Fun With Modular Arithmetic

A reader recently suggested I write about modular arithmetic (aka "taking the remainder"). I hadn't given it much thought, but realized the modulo is extremely powerful: it should be in our mental toolbox next to addition and multiplication.


This is a companion discussion topic for the original entry at http://betterexplained.com/articles/fun-with-modular-arithmetic/

I love this series; it reminds me of everything I’ve forgotten since school.

I think there’s a small error in this entry, though: on clocks, the big hand is usually the minute hand; thus, “in 7 hours”, the big hand will be in exactly the same place it is now. The small hand, though, will have moved.

@Robert: slaps forehead, thank you for that catch! Rather than trying to be clever, I think I’ll just say “hour hand” :).

“3a + 5b = 7… let’s “mod 3 it”: 0 + 2b ≡ 2 mod 3, or b ≡ 1 mod 3”

Shouldn’t it be “0 + 2b = 1” since 7 mod 3 1?

@Mark: Thank you! Another case of me being too clever for my own good… it should be 3a + 5b = 8 to make that equation work. I’ll update the article.

Good post!

In addition to public-key cryptography like Diffie Hellman and RSA, modular operations are very useful in private-key (symmetric-key) algorithms like the Advanced Encryption Standard (AES).

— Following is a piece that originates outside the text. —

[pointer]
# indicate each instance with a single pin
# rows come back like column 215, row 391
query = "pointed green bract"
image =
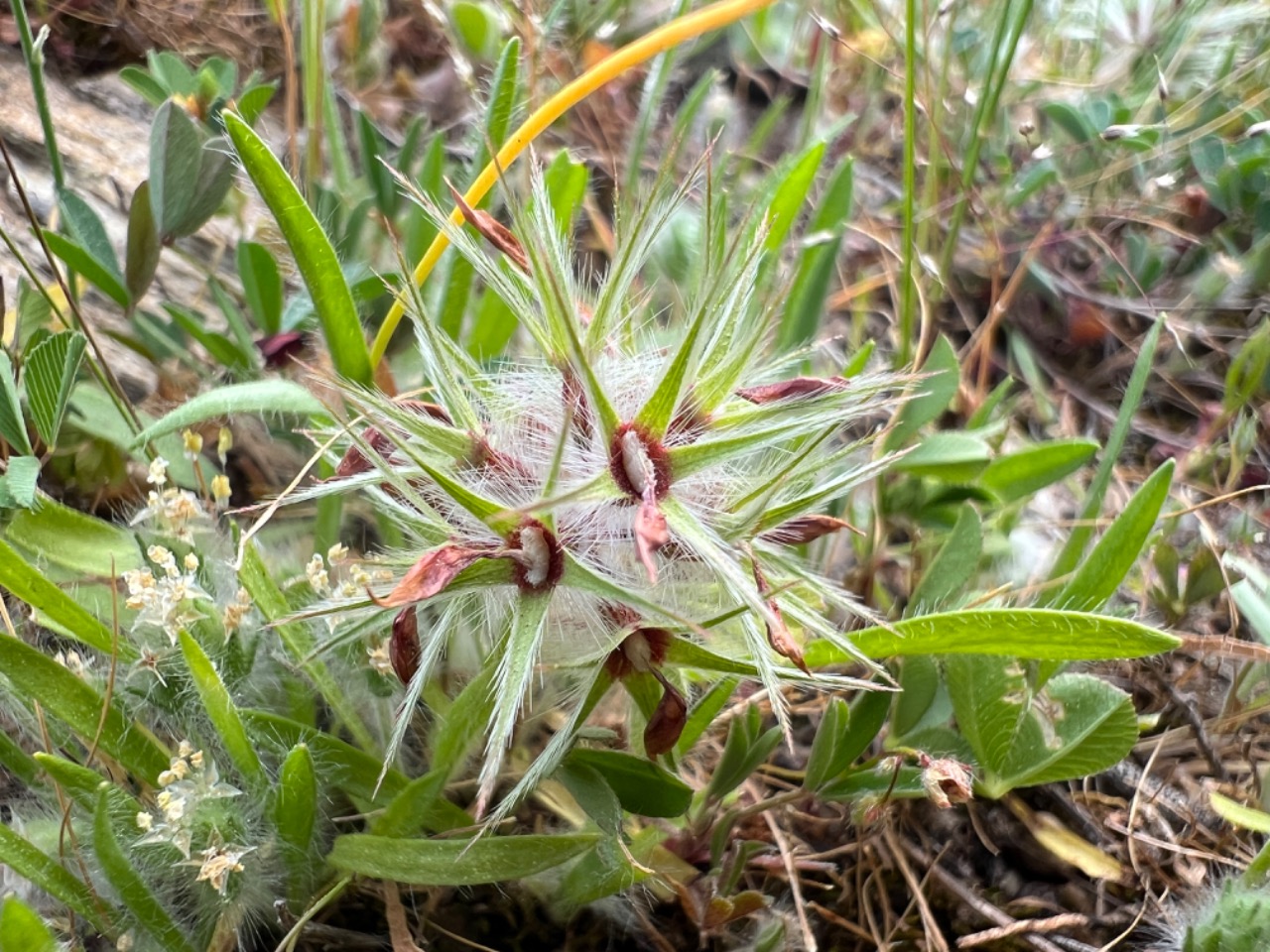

Modular operations are useful there because you can represent a byte as a polynomial with coefficients that are either 1 or 0. Once you do this, you can take advantage of a lot of nice mathematical properties. Instead of dividing by a number, you can divide by a polynomial and things just work out. Logarithms work in a similar way.

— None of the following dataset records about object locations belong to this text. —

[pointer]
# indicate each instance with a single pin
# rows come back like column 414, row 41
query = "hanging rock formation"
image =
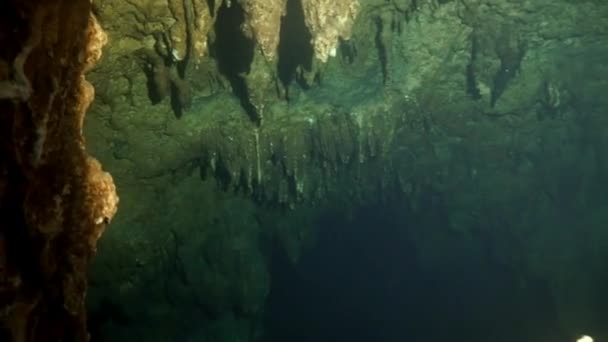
column 55, row 200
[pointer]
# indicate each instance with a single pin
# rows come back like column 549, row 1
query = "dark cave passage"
column 366, row 281
column 295, row 49
column 234, row 53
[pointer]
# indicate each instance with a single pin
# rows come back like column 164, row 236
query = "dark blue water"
column 366, row 281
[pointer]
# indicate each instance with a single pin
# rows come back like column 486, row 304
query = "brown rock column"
column 55, row 200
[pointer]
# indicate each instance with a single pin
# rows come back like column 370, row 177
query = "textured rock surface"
column 483, row 108
column 55, row 200
column 329, row 21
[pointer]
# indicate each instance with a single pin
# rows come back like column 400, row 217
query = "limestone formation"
column 329, row 21
column 55, row 200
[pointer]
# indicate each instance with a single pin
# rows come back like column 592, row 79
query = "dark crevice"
column 471, row 77
column 234, row 53
column 366, row 280
column 211, row 4
column 382, row 53
column 295, row 49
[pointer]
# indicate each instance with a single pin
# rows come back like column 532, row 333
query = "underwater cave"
column 366, row 279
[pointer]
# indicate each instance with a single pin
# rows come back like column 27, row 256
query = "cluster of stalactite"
column 178, row 35
column 302, row 159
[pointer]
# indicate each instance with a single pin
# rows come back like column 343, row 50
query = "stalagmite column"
column 55, row 200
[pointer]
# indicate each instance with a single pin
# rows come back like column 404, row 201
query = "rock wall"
column 483, row 106
column 55, row 199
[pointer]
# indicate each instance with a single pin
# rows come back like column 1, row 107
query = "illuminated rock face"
column 329, row 21
column 55, row 200
column 263, row 21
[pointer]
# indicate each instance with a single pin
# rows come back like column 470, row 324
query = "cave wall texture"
column 213, row 114
column 55, row 199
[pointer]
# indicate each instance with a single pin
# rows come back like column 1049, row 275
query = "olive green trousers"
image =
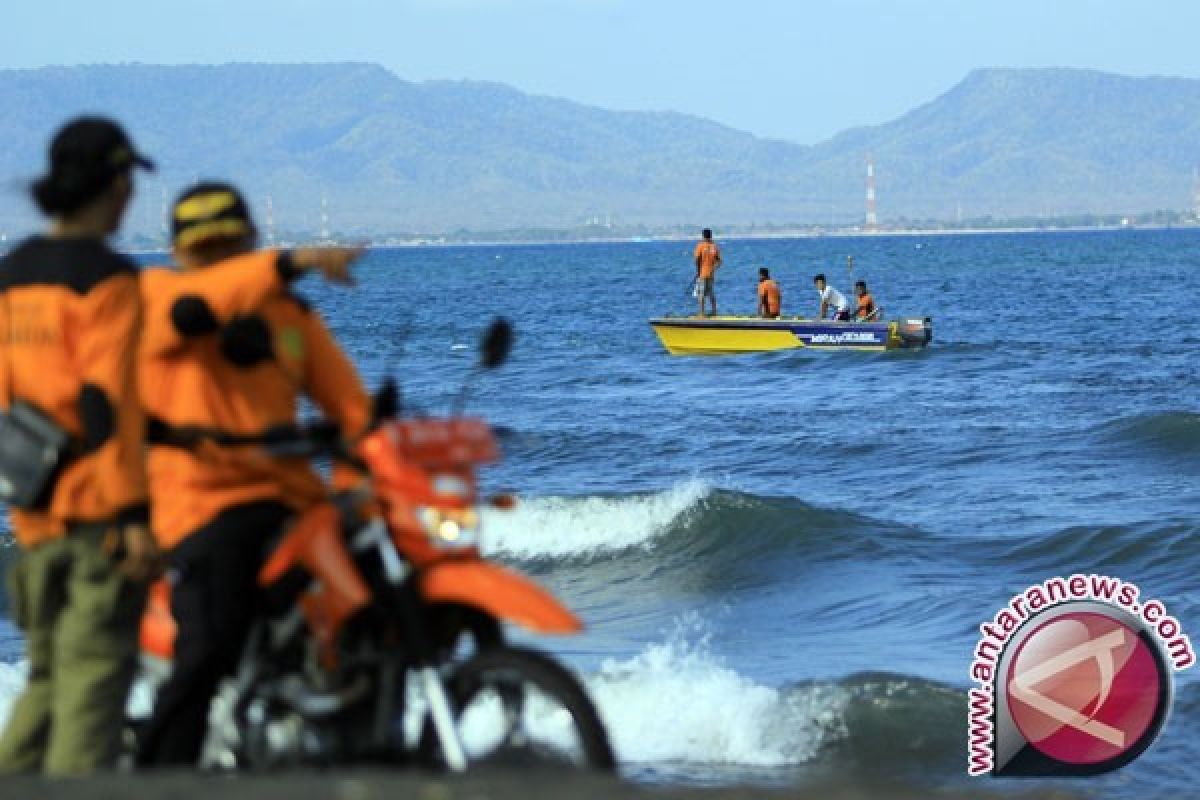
column 81, row 621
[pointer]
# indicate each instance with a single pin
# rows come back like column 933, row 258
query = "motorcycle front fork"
column 402, row 581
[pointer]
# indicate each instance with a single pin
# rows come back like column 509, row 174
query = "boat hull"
column 733, row 335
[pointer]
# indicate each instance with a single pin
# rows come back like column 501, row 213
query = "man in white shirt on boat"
column 831, row 300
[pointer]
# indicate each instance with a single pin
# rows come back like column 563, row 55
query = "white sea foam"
column 672, row 703
column 677, row 703
column 587, row 525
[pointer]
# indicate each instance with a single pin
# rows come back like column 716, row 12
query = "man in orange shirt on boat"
column 708, row 260
column 769, row 298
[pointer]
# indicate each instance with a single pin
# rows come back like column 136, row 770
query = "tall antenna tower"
column 873, row 222
column 166, row 220
column 1195, row 193
column 270, row 222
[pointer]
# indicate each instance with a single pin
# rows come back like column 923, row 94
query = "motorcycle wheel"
column 515, row 705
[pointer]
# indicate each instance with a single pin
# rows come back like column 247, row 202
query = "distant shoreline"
column 431, row 242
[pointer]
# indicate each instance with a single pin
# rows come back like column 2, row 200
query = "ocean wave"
column 1157, row 551
column 676, row 703
column 579, row 528
column 1175, row 433
column 693, row 519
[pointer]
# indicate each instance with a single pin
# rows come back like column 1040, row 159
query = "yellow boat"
column 732, row 335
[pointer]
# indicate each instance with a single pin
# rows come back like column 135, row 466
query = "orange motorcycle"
column 384, row 638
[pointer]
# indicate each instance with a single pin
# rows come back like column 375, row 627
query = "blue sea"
column 783, row 559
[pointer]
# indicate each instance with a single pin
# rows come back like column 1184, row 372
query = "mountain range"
column 389, row 155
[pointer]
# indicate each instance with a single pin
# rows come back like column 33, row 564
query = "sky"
column 783, row 68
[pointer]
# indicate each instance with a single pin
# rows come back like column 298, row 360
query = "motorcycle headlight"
column 450, row 529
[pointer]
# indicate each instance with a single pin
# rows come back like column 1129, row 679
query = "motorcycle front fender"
column 498, row 593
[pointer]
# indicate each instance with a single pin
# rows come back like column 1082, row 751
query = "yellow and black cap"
column 209, row 210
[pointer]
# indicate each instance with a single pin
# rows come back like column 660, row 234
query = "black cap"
column 85, row 155
column 97, row 145
column 209, row 210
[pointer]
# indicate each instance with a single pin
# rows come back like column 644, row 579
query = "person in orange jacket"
column 227, row 352
column 70, row 312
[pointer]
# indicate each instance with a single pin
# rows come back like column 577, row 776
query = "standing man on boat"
column 867, row 310
column 769, row 298
column 831, row 300
column 708, row 260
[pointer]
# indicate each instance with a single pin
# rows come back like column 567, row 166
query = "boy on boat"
column 867, row 310
column 708, row 259
column 769, row 298
column 831, row 300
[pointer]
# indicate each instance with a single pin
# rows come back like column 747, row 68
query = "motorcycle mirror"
column 497, row 343
column 385, row 403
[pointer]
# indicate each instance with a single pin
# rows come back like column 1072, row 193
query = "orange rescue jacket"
column 70, row 317
column 228, row 348
column 769, row 295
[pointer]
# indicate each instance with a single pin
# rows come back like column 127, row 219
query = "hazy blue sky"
column 793, row 70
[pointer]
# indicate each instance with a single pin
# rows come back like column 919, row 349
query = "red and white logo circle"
column 1085, row 689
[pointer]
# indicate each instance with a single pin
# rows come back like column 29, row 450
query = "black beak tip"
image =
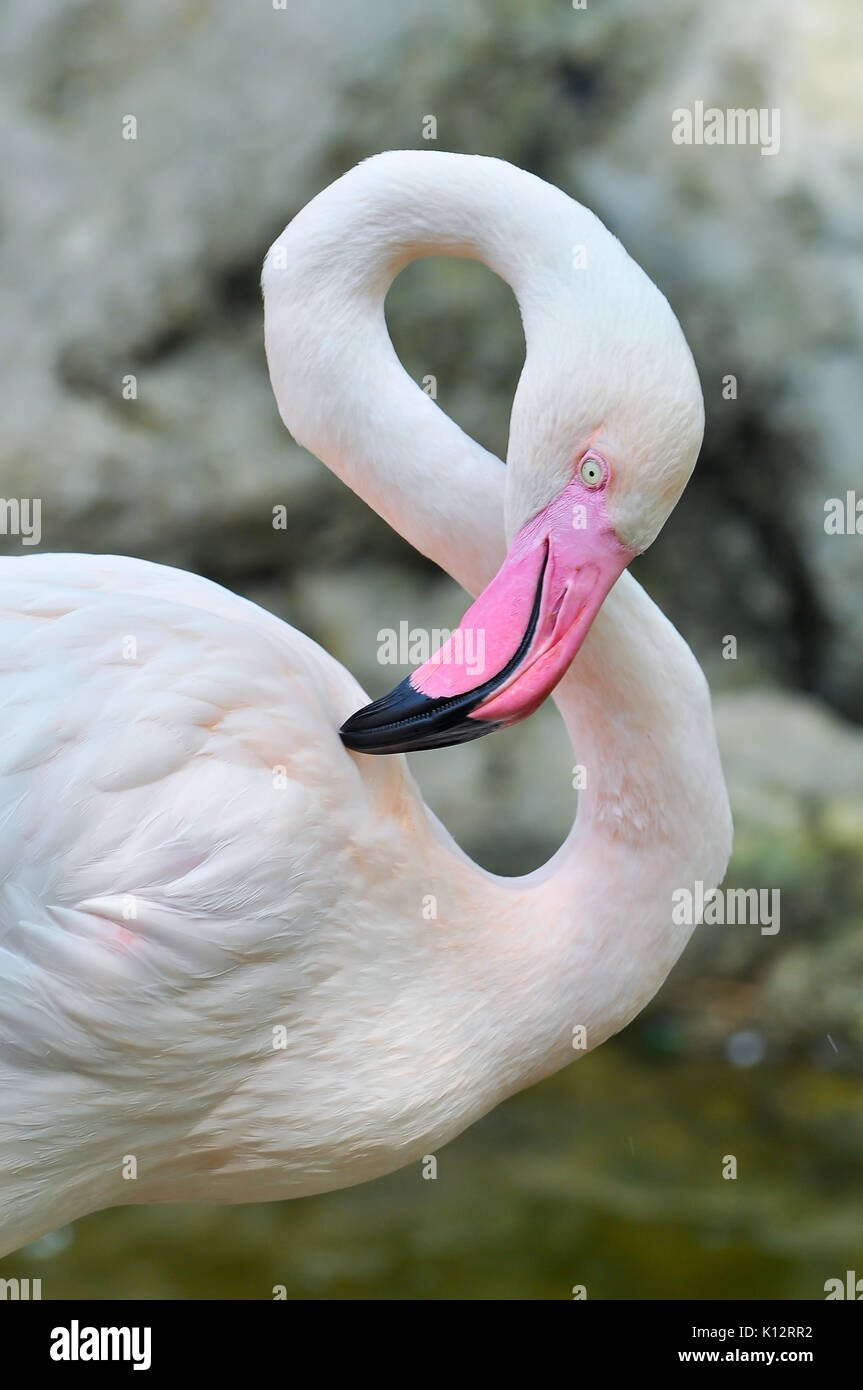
column 406, row 722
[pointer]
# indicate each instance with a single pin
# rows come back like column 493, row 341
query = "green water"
column 609, row 1175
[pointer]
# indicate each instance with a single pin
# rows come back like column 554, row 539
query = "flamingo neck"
column 589, row 936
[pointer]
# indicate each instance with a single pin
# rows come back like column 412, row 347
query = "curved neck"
column 653, row 812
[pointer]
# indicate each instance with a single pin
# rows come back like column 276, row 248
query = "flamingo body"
column 220, row 973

I had fun learning about the details and wrote about the details in Act 3 of my stick figure guide to AES.

The modulo operation (abbreviated “mod”, or “%” in many programming languages) is the remainder when dividing. For example, ”5 mod 3 = 2″ which means 2 is the remainder when you divide 5 by 3.

This is what I used to think too, but it’s wrong. It only works this way if both numbers are positive. When either of the numbers is negative, it doesn’t quite work that way.

5 mod 3 = 2

However

-5 mod 3 = 1

That’s because the real definition is that a mod n = b if (a - b) is an integer multiple of n.

5 - 2 = 3 => 5 mod 3 = 2.
(-5) - 1 = 6 = 2 * 3 => -5 mod 3 = 1

This is confusing enough, but the modulo operator in programming languages has behavior that is hard to predict for negative values. (Notice that that article also states, incorrectly, that modulo is the same as remainder.)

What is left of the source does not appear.